QUE FAZER COM ESTA ESPADA?

Há uma notável correspondência de 1776, entre o marquês de Pombal e o conde de Lippe (ver Fernando Dores Costa, Insubmissão, ICS, 2010, 343-351), que ajuda a perceber os recorrentes obstáculos que qualquer mudança profunda nas FFAA em Portugal enfrentará. O conde alemão Schaumburg-Lippe, figura reinante do seu principado na Baixa-Saxónia e comandante militar ao serviço de Londres, tinha chefiado o exército anglo-luso de 15 000 homens, que em 1762, com a ajuda da resistência popular, desfizera um exército franco-espanhol de 40 000 efetivos. Em 1776, com a ameaça espanhola de novo à espreita, Pombal regressava a Lippe para um novo milagre. Com polidez aristocrática, de Lippe não deixa de lamentar os motivos da falta de empenho nacional nas reformas por ele lançadas. Em 1776, como em 2024, o país carece da visão político-social, larga e estratégica, que Lippe considerava ser fundamental.

As palavras proferidas recentemente por altas chefias militares a favor do regresso ao Serviço Militar Obrigatório (SMO) não têm densidade argumentativa. Falar da “ameaça russa” ou do “desemprego jovem” para justificar essa escolha não exibe um pensamento, mas um reflexo de Pavlov, mimetizando os disparatados estados de alma, sem espessura, que hoje governam a UE. Aliás, uma UE cada vez mais parecida com a anomia do Sacro-Império Romano Germânico, só que desta vez com delegação em Bruxelas e sede em Washington, e não na Viena imperial. A mesma superficialidade que anima, agora de ardor bélico, até homens com idade mais do que madura, corresponde ao apático conformismo reinante nas quase duas décadas que antecederam a destruição formal do SMO em 2004. Certamente, muitos dos que agora apelam às armas, foram os mesmos que aceitaram a tendência geral de profissionalização — acompanhada mesmo de privatização e mercenarização de tarefas antes atribuídas às FFAA – que varreu o Ocidente. Para os EUA e a OTAN, os conflitos em perspetiva, após a implosão da URSS (assumida como uma “derrota” da Rússia), seja a punição da Sérvia, a invasão do Iraque, ou o dinamitar da Líbia, eram uma espécie de expedições contra líderes tribais, fazendo lembrar as campanhas coloniais, em que alguns países europeus, incluindo Portugal, se envolveram antes do desencadear da I Guerra Mundial.

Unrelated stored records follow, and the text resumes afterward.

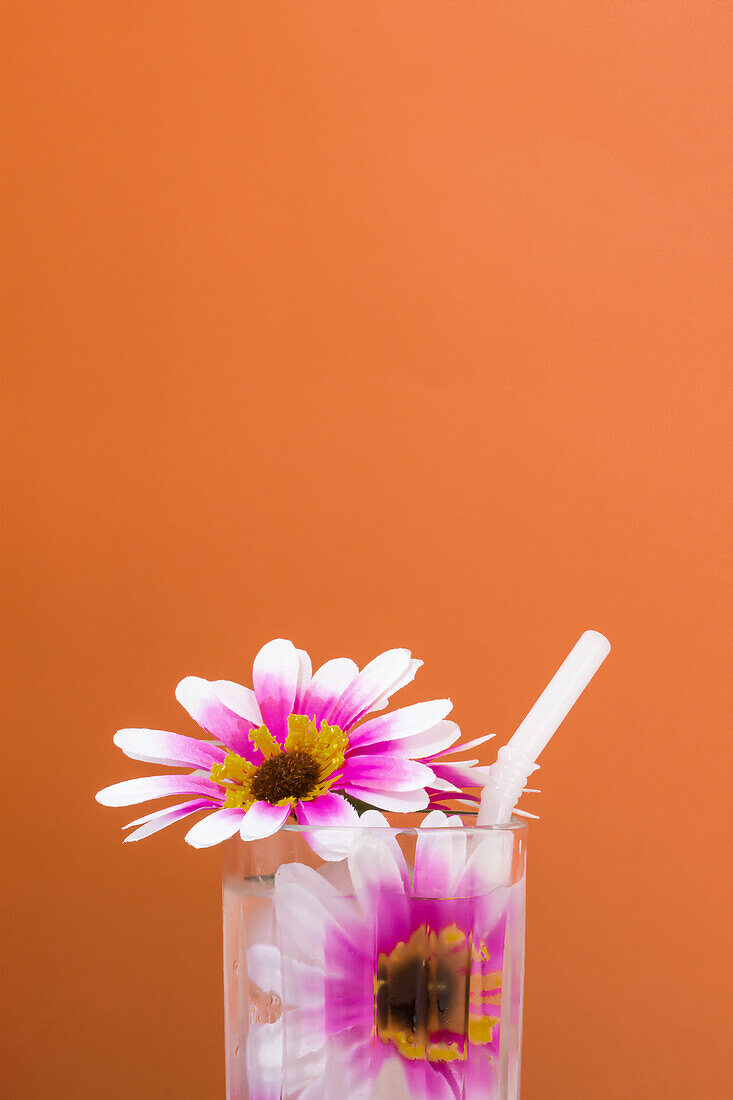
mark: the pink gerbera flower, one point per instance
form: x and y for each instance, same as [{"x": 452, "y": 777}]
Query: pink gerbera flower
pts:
[{"x": 297, "y": 743}]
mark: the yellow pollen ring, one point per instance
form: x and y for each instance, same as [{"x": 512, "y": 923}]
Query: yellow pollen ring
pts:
[{"x": 325, "y": 747}]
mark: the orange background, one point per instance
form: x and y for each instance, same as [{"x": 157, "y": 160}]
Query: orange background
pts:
[{"x": 368, "y": 325}]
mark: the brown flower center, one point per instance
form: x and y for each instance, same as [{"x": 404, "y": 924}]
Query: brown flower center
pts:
[
  {"x": 431, "y": 996},
  {"x": 285, "y": 776}
]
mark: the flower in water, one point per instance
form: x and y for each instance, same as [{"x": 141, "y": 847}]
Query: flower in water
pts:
[
  {"x": 394, "y": 977},
  {"x": 297, "y": 743}
]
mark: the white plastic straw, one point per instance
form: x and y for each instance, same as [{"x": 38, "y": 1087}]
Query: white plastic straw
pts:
[{"x": 516, "y": 760}]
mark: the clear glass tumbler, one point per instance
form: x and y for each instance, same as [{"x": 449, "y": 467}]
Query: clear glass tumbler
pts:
[{"x": 392, "y": 974}]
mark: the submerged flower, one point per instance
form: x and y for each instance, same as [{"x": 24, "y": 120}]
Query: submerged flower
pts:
[
  {"x": 298, "y": 743},
  {"x": 391, "y": 982}
]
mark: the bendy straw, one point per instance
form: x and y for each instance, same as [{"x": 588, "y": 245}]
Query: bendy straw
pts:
[{"x": 516, "y": 760}]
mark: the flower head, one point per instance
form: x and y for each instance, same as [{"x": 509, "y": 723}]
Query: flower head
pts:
[{"x": 297, "y": 743}]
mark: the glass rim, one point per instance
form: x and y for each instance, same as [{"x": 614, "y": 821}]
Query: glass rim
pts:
[{"x": 513, "y": 825}]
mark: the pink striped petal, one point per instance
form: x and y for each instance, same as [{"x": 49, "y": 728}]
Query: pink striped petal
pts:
[
  {"x": 156, "y": 746},
  {"x": 402, "y": 681},
  {"x": 240, "y": 700},
  {"x": 275, "y": 680},
  {"x": 215, "y": 827},
  {"x": 132, "y": 791},
  {"x": 161, "y": 818},
  {"x": 374, "y": 680},
  {"x": 431, "y": 741},
  {"x": 385, "y": 772},
  {"x": 199, "y": 697},
  {"x": 330, "y": 810},
  {"x": 263, "y": 820},
  {"x": 305, "y": 673},
  {"x": 403, "y": 723},
  {"x": 461, "y": 773},
  {"x": 401, "y": 801},
  {"x": 467, "y": 745},
  {"x": 327, "y": 686}
]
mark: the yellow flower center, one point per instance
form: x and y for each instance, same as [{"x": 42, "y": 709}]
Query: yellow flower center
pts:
[
  {"x": 304, "y": 768},
  {"x": 430, "y": 996}
]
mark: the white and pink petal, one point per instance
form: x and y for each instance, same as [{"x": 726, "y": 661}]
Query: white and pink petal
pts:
[
  {"x": 218, "y": 826},
  {"x": 400, "y": 724},
  {"x": 385, "y": 772},
  {"x": 132, "y": 791},
  {"x": 161, "y": 818},
  {"x": 263, "y": 820},
  {"x": 200, "y": 700},
  {"x": 374, "y": 681},
  {"x": 331, "y": 811},
  {"x": 175, "y": 750},
  {"x": 275, "y": 675},
  {"x": 327, "y": 686}
]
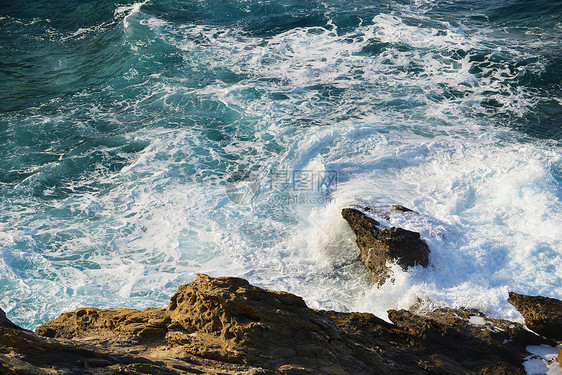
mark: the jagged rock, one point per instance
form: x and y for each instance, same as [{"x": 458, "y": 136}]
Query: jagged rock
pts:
[
  {"x": 443, "y": 341},
  {"x": 228, "y": 320},
  {"x": 542, "y": 314},
  {"x": 227, "y": 326},
  {"x": 381, "y": 247}
]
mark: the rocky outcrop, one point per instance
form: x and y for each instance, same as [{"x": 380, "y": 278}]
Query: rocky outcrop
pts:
[
  {"x": 229, "y": 321},
  {"x": 225, "y": 325},
  {"x": 382, "y": 247},
  {"x": 542, "y": 314}
]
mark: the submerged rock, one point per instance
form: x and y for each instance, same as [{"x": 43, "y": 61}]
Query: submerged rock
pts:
[
  {"x": 542, "y": 314},
  {"x": 225, "y": 325},
  {"x": 382, "y": 247}
]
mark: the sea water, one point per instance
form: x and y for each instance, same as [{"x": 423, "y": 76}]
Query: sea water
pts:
[{"x": 141, "y": 143}]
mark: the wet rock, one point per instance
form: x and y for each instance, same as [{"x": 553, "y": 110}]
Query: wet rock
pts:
[
  {"x": 382, "y": 247},
  {"x": 542, "y": 314},
  {"x": 227, "y": 320},
  {"x": 225, "y": 325}
]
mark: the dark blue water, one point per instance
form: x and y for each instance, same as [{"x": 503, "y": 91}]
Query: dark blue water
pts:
[{"x": 122, "y": 125}]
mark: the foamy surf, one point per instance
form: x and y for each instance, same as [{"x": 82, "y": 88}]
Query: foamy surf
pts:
[{"x": 122, "y": 195}]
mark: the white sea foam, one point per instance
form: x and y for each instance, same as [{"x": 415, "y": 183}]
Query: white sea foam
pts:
[{"x": 309, "y": 99}]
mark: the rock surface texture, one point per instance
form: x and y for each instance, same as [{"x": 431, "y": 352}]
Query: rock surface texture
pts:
[
  {"x": 382, "y": 247},
  {"x": 227, "y": 326},
  {"x": 542, "y": 314}
]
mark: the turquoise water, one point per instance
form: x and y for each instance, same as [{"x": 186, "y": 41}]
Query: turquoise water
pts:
[{"x": 122, "y": 125}]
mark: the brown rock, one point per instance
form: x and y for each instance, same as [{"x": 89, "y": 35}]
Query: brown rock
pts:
[
  {"x": 225, "y": 325},
  {"x": 227, "y": 320},
  {"x": 379, "y": 247},
  {"x": 542, "y": 314}
]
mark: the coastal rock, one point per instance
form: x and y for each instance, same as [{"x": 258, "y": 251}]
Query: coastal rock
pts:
[
  {"x": 542, "y": 314},
  {"x": 227, "y": 320},
  {"x": 382, "y": 247},
  {"x": 225, "y": 325}
]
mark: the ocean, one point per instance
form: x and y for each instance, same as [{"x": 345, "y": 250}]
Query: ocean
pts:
[{"x": 143, "y": 142}]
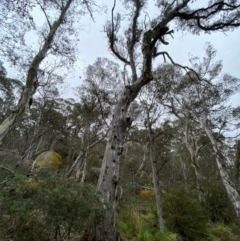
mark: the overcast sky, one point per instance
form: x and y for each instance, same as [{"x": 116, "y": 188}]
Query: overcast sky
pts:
[{"x": 93, "y": 44}]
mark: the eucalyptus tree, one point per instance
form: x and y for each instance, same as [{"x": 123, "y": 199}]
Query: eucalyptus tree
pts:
[
  {"x": 8, "y": 91},
  {"x": 205, "y": 100},
  {"x": 151, "y": 99},
  {"x": 137, "y": 47},
  {"x": 54, "y": 24},
  {"x": 90, "y": 115}
]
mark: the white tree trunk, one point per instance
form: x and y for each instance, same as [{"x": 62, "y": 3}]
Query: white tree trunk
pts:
[
  {"x": 161, "y": 221},
  {"x": 108, "y": 182},
  {"x": 31, "y": 80},
  {"x": 231, "y": 190}
]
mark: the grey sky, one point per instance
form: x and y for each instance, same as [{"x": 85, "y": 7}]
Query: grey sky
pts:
[{"x": 93, "y": 44}]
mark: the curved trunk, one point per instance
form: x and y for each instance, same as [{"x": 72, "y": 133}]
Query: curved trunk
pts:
[
  {"x": 232, "y": 192},
  {"x": 31, "y": 81},
  {"x": 109, "y": 175}
]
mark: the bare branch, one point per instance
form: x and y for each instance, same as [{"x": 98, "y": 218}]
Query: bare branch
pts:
[
  {"x": 42, "y": 8},
  {"x": 134, "y": 38},
  {"x": 112, "y": 37}
]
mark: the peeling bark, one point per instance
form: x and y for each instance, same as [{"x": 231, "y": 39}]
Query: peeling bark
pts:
[
  {"x": 231, "y": 190},
  {"x": 31, "y": 80}
]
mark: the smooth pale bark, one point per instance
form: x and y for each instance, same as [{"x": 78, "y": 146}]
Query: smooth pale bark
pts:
[
  {"x": 161, "y": 221},
  {"x": 145, "y": 150},
  {"x": 237, "y": 163},
  {"x": 232, "y": 192},
  {"x": 109, "y": 175},
  {"x": 31, "y": 80}
]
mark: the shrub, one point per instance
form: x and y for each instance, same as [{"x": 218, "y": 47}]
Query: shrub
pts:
[
  {"x": 185, "y": 216},
  {"x": 217, "y": 204},
  {"x": 47, "y": 207}
]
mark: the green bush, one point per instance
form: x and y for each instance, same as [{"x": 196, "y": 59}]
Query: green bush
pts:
[
  {"x": 217, "y": 204},
  {"x": 185, "y": 216},
  {"x": 46, "y": 207}
]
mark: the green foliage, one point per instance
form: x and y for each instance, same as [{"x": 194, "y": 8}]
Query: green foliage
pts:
[
  {"x": 185, "y": 216},
  {"x": 217, "y": 204},
  {"x": 46, "y": 207},
  {"x": 221, "y": 232},
  {"x": 140, "y": 227}
]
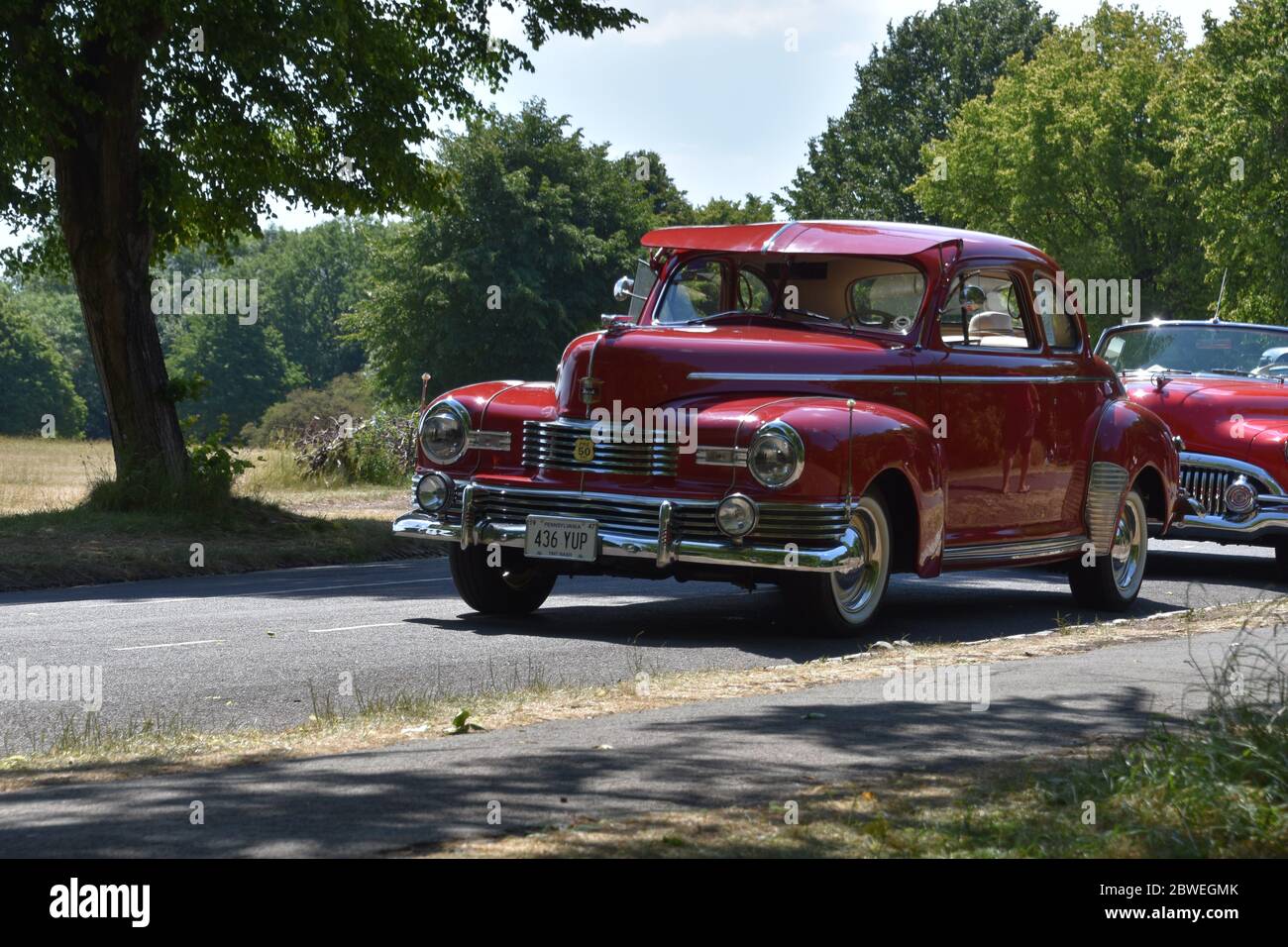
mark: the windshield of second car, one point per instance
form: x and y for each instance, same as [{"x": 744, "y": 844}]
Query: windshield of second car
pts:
[
  {"x": 849, "y": 291},
  {"x": 1198, "y": 350}
]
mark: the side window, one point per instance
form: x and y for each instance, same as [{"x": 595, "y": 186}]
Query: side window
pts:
[
  {"x": 752, "y": 292},
  {"x": 695, "y": 292},
  {"x": 983, "y": 311},
  {"x": 1059, "y": 325}
]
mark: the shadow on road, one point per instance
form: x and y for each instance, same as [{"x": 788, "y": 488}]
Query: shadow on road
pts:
[{"x": 428, "y": 792}]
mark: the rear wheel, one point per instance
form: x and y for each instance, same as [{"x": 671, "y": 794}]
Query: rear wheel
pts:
[
  {"x": 514, "y": 586},
  {"x": 1112, "y": 582},
  {"x": 838, "y": 604}
]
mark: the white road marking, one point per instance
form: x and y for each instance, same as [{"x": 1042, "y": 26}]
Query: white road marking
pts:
[
  {"x": 353, "y": 628},
  {"x": 171, "y": 644}
]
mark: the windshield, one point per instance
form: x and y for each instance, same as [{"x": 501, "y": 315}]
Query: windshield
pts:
[
  {"x": 1198, "y": 350},
  {"x": 844, "y": 291}
]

Nos anos 80, apoiei totalmente a lucidez esclarecida do general Pedro Pezarat Correia, na sua obra de 1988, Centuriões ou Pretorianos? O velho SMO tinha numerosos defeitos e anacronismos, mas a sua abolição não melhorou nenhum dos aspetos que afetavam negativamente a instituição militar, antes os agravou a todos. Pezarat Correia republicou há dias, no blog A Viagem dos Argonautas, um texto de 2018, de leitura obrigatória, pois constitui uma autêntica metodologia para analisar a questão das FFAA e do SMO com seriedade e inteligência. Outros militares, como Carlos Matos Gomes ou Jorge Ferreira, têm oferecido outras opiniões pertinentes. O debate sobre o SMO exige repensar as FFAA no seu conjunto. Será o novo governo capaz de promover essa discussão? E as Universidades? Ou a comunicação social? Onde reside o nosso interesse nacional? Será útil a Portugal juntar-se aos que querem incendiar o que já está a arder? Como é que as FFAA podem contribuir para enfrentar desafios não bélicos, como os da vertiginosa degradação ambiental, que vão lesar pessoas, fazenda e território? Seremos capazes de estudar, pensar e debater, antes de definir estratégias comprometedoras do nosso futuro?

Viriato Soromenho-Marques

Soromenho-Marques, Diário de Notícias, 6 de abril de 2024, página 10.